HOMELIE MESSES DE PAQUES à MUZILLAC et ARZAL 2009

Publié le par Secteur pastoral de Muzillac

La résurrection qui luit toujours comme un feu nouveau dans la nuit de nos vies et de notre foi, que nous le sachions ou pas, que nous y croyons ou non, tel est le motif de notre rassemblement de ce soir (ce matin). C’est grâce à la foi en la Résurrection de Jésus que nous sommes devenus chrétiens, que nous sommes ici cette nuit (ce matin), que … enfants seront baptisés au milieu de nous ce soir (ce matin), que 2900 adultes le seront également à travers toute la France. Notre présence, nos chants, notre liturgie avec tous ses très beaux rituels, tout le chante : « Le Christ est ressuscité, il est vraiment ressuscité ! »

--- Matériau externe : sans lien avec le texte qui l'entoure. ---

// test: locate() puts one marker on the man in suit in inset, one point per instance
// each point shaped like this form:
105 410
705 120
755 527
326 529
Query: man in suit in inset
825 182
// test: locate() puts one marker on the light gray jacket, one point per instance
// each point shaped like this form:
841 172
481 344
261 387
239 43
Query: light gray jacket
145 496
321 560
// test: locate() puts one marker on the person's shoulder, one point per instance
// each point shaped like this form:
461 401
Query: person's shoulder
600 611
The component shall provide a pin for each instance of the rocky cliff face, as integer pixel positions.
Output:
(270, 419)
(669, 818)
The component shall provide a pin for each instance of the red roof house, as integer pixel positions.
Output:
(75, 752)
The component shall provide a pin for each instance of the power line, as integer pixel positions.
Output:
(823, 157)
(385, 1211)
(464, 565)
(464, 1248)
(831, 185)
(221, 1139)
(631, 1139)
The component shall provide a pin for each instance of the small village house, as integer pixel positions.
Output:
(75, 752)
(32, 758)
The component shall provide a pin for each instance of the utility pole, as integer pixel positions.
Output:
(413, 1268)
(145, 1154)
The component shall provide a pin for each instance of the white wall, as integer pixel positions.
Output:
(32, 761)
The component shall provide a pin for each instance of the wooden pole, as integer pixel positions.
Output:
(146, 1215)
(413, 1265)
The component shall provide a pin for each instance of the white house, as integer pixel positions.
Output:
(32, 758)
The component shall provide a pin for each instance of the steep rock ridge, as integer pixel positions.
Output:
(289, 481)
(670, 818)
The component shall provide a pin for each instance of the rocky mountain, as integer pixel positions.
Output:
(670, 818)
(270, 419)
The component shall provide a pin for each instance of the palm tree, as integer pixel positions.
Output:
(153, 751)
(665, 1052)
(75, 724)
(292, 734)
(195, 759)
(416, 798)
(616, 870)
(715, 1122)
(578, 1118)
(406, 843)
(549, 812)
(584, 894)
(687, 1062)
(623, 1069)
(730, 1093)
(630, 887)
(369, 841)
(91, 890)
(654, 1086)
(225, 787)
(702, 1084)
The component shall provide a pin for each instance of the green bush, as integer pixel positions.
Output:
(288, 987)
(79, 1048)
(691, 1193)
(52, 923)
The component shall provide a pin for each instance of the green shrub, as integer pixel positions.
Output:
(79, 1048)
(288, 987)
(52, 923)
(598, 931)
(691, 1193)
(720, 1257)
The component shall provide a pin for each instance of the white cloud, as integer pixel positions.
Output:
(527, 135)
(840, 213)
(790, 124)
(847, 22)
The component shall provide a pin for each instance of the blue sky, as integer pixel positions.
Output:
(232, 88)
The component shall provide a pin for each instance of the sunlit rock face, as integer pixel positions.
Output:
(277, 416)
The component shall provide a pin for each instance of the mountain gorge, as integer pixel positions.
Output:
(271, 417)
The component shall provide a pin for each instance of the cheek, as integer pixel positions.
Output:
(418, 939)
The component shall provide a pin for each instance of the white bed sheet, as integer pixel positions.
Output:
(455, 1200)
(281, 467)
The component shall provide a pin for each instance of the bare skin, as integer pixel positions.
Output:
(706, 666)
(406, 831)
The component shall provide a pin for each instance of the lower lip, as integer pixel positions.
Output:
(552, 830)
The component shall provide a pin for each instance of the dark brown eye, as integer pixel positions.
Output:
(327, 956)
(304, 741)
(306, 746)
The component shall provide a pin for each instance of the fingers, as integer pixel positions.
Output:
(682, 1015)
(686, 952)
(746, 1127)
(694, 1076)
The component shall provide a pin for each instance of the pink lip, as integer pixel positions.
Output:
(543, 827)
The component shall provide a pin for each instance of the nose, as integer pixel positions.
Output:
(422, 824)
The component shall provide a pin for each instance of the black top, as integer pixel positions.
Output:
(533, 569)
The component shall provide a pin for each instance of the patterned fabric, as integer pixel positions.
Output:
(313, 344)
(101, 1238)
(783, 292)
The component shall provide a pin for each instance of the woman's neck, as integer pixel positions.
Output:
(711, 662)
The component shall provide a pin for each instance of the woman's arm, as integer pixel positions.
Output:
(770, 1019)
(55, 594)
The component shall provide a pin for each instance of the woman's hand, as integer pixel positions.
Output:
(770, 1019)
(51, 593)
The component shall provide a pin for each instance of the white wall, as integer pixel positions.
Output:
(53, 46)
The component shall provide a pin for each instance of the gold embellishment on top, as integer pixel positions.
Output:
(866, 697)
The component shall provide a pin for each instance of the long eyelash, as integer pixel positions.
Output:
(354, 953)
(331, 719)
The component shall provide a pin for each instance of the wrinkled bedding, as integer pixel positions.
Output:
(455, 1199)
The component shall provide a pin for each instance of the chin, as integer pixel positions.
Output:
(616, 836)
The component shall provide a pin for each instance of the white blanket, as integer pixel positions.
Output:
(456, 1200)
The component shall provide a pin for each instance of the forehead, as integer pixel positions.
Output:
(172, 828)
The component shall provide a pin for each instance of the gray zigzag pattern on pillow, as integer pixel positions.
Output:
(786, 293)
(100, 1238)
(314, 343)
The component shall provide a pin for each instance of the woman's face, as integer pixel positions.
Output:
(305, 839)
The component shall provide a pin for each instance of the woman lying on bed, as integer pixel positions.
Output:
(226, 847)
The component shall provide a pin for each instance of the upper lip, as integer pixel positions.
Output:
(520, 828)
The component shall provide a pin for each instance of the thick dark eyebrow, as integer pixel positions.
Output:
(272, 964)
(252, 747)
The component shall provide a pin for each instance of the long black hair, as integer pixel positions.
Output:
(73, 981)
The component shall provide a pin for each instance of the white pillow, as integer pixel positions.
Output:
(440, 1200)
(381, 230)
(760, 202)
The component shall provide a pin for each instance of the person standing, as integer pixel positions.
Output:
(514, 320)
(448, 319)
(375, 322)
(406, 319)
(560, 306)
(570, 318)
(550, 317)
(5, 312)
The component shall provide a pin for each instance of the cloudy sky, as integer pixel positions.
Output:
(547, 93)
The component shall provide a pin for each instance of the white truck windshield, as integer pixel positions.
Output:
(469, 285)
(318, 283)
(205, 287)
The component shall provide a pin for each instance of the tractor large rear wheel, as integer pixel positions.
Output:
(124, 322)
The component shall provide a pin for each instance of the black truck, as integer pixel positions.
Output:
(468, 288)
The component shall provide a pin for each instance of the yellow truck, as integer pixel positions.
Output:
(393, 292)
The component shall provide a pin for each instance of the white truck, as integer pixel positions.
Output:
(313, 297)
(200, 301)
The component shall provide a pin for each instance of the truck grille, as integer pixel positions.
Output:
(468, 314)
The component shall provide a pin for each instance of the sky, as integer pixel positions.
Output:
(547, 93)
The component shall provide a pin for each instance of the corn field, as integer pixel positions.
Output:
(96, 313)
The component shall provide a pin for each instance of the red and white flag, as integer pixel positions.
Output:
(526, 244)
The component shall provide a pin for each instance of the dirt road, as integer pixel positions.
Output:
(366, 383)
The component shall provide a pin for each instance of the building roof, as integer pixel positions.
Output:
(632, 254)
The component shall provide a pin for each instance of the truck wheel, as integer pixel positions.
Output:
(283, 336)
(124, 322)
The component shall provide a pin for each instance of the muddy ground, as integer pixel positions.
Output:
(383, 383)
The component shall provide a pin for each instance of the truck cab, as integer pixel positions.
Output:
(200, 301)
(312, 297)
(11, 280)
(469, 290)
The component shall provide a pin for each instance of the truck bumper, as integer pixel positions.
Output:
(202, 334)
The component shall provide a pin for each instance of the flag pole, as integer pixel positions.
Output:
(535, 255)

Mais, reconnaissons-le, un doute surgit, en fait de nombreux doutes nous traversent l'esprit surtout quand on est jeune; mais pas seulement, puisque selon un sondage récent 90 % des Français (!) ne croient pas en la Résurrection : qu’est-ce qui nous prouve que c’est vrai ? Que nous ne nous berçons pas d’illusion ?
Si vous cherchez une preuve scientifique, je vous souhaite bien du courage. Vous trouverez, comme presque tous les dix ans on en trouve, le squelette d’un certain Jésus ayant vécu au 1er siècle et vous pourrez faire la une des journaux pendant quelques jours. Le Christ ne serait pas ressuscité puisqu’on aurait trouvé son squelette ! Mais comme des hommes s’appelant Jésus à l’époque était chose courante, cela ne prouve pas grand chose. A l’inverse, les preuves scientifiques en faveur de sa résurrection sont également nulles. Il n’y a pas de photos de l'évènement, pas de journaliste, pas d’indices que l’on puisse déceler sous un microscope.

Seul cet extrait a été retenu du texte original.